Among the most ferocious warriors in this army of advantageous microbes is a type of probiotic called bifidobacterium bifidum, which inhabits the colon and vagina. Its job is to maintain the micro flora balance within the intestines, control the increase of detrimental bacteria, bolster the immune system, and aid in the digestive process. Research is currently ongoing to clarify the role of bifidobacterium bifidum in treating certain health conditions and the best way to increase the production of helpful colonies of this probiotic within the human body.
Several of these studies center on infant nutrition and the role that bifidobacterium bifidum can play in increasing the immune response of premature or weakened digestive systems in the tiniest among us. A study done concerning the effects of bifidobacterium bifidus on neonatal necrotizing entercolitis (NEC), one of the chief causes of death in premature babies, showed some promising results. The study was done on a premature rat population, who were placed under conditions which caused the development of NEC. In this controlled study, bifidobacterium bifidus caused a reduction in NEC occurrence from fifty-seven percent in the control group to seventeen percent in the study group. This suggests that bifidobacterium bifidus, which is prevalent in breast milk, might reduce inflammation and regulate the mucus layer to improve digestion in infants.

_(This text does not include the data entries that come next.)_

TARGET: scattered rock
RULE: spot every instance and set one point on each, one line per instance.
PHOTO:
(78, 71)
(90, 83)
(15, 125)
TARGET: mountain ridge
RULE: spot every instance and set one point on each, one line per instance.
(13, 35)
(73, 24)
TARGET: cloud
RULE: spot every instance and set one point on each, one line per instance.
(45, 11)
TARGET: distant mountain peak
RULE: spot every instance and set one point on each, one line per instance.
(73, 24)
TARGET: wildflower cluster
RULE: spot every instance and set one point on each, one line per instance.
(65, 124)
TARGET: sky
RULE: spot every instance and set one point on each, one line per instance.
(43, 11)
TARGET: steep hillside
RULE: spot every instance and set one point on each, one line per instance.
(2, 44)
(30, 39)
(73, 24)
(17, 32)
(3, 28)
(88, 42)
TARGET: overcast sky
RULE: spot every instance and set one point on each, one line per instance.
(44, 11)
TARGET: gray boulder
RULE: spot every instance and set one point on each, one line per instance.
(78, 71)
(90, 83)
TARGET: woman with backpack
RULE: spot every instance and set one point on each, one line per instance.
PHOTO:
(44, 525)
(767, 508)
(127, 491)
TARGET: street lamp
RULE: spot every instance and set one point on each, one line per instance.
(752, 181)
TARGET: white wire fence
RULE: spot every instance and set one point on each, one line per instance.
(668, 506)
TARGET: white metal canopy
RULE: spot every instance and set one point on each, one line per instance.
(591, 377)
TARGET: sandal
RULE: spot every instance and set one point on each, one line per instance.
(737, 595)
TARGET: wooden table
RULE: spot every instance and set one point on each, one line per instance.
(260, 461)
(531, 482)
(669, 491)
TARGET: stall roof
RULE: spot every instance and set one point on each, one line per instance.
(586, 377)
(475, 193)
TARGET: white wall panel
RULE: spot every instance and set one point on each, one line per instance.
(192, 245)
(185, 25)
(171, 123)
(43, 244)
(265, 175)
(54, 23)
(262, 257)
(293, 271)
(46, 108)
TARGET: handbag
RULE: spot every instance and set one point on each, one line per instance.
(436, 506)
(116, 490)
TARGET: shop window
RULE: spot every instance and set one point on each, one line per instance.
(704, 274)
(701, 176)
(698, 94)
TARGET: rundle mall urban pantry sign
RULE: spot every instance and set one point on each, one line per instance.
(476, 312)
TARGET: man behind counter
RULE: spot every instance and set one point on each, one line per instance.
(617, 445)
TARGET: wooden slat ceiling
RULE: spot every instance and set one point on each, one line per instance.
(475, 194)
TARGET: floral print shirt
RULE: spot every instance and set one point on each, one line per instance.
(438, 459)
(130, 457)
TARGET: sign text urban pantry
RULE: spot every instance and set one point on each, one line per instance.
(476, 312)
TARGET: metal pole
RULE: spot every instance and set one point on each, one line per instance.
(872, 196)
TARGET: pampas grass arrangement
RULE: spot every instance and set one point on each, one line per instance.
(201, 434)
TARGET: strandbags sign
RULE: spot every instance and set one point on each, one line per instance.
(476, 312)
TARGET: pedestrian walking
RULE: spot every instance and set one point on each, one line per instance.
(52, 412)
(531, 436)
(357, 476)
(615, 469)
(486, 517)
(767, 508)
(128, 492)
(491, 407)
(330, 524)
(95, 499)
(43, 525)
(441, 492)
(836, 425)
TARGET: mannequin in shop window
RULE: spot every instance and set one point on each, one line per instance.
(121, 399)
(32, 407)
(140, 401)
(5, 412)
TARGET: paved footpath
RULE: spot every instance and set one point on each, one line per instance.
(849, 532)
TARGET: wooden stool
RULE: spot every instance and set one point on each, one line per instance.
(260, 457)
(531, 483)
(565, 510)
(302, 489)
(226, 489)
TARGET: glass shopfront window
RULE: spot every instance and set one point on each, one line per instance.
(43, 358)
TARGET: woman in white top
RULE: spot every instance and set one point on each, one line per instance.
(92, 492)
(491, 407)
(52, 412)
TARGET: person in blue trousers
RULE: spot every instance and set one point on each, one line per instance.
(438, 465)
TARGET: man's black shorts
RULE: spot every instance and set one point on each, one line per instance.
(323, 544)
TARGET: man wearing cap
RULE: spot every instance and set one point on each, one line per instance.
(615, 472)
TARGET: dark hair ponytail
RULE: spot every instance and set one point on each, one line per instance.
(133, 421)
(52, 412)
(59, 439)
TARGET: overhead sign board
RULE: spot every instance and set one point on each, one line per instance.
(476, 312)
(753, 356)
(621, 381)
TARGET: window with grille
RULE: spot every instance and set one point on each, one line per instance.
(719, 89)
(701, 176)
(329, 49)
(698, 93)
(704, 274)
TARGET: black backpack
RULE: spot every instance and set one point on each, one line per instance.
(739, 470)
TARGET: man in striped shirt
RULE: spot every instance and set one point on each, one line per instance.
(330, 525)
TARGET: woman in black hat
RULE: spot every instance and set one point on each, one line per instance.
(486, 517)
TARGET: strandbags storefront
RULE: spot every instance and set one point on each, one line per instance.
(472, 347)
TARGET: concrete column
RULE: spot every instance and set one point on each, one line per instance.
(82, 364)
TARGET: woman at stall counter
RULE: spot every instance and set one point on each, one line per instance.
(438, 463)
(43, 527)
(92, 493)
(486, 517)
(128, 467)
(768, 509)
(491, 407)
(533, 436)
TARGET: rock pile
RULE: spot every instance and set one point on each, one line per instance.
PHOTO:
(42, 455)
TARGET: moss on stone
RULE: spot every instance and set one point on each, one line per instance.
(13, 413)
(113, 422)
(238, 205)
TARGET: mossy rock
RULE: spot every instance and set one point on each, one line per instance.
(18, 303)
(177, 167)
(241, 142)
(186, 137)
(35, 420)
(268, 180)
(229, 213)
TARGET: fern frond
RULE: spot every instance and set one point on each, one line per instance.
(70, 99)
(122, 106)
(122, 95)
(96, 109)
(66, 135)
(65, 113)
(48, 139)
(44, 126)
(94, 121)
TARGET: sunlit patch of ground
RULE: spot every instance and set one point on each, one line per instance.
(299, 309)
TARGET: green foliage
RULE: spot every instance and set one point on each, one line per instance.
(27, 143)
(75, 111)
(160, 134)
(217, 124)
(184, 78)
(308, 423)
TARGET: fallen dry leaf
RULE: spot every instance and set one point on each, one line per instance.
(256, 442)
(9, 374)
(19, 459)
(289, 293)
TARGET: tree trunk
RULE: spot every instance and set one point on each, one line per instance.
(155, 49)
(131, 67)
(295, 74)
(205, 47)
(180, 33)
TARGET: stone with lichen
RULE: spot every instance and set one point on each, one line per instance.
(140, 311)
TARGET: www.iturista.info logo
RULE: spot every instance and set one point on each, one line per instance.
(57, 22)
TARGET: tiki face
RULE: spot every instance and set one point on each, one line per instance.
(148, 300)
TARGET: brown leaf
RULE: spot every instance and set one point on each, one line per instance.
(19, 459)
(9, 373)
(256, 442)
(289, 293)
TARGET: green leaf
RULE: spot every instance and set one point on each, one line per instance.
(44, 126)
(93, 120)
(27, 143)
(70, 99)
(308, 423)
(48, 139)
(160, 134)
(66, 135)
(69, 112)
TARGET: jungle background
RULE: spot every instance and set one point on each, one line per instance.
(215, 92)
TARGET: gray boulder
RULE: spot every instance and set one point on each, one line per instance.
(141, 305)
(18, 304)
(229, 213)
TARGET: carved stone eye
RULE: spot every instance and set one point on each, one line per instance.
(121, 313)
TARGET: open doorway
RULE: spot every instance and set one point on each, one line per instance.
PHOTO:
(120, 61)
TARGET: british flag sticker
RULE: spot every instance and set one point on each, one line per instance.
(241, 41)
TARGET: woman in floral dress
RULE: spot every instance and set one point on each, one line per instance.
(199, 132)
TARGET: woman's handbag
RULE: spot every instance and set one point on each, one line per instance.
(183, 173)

Another intriguing study, concerning the effect of bifidobacterium bifidus in controlling allergic diseases, involved newborns of families with a history of eczema. A probiotic compound including bifidobacterium bifidus was given to a group of mothers before delivery and to their babies for a year afterwards. The control group received no probiotic treatment. The prevalence of eczema in the placebo group was much higher than that of the intervention group until the babies were three months old, and the preventive effects lasted in the intervention group until their second birthday.
Current research has also shown that bifidobacterium bifidum might be useful in managing allergic reactions. When researchers gave mice an oral dose of this probiotic to test its effect on the production of immunoglobulin E in mice, they discovered that there was a strong suppressive action. They concluded that bifidobacterium bifidum could be a great weapon in controlling diseases caused by allergic response.
As the scientific community continues to investigate this probiotic powerhouse, it is important to note that oral bifidobacterium bifidum has not been approved by the Food and Drug Administration. Currently, some in the medical community do recommend it specifically for intestinal regularity and maintenance. Those with severe digestive system disorders or blood in the stool should discuss these with their physician before using this probiotic. Although no side effects have been reported, bifidobacterium bifidum pregnant and lactating women will need to consult with their physicians, who may not recommend any use of this probiotic during these phases, as it could possibly be passed through the breast milk of the mother to her infant.
(1) Montrose DC, Floch MH.. Probiotics used in human studies. J Clin Gastroenterol. 2005 Jul; 39(6):469-84.
(2) Ludmila Khailova, Katerina Dvorak, Kelly M. Arganbright, Melissa D. Halpern, Kinouchi, Masako Yajima, and Bohuslav Dvorak Bifidobacterium bifidum improves intestinal integrity in a rat model of necrotizing enterocolitis Am J Physiol Gastrointest Liver Physiol 297: G940-G949, 2009. doi:10.1152/ajpgi.00141.2009.
(3) Martín R, Rijkers G, Sengers F, Timmerman H, van Uden N, Smidt H, Kimpen J, Hoekstra M. The effects of selected probiotic strains on the development of eczema (the PandA study). Allergy. 2009 Sep; 64(9):1349-58. Epub 2009 Apr 9.
(4) Ohno Hiroshi, Tsunemine Satoru, Isa Yasuhiro, Shimakawa Masaki, Yamamuru Hideki. Oral Administration Bifidobacterium bifidum G9-1 Suppresses Total and Antigen SpecificImmunoglobulin E Production in Mice. Biological and Pharmaceutical Bulletin 28(8)pp.1462-1466 20050801.
(5) medicinenet.com/bifidobacterium_bifidum-oral/article.htm. 2009 Nov 21.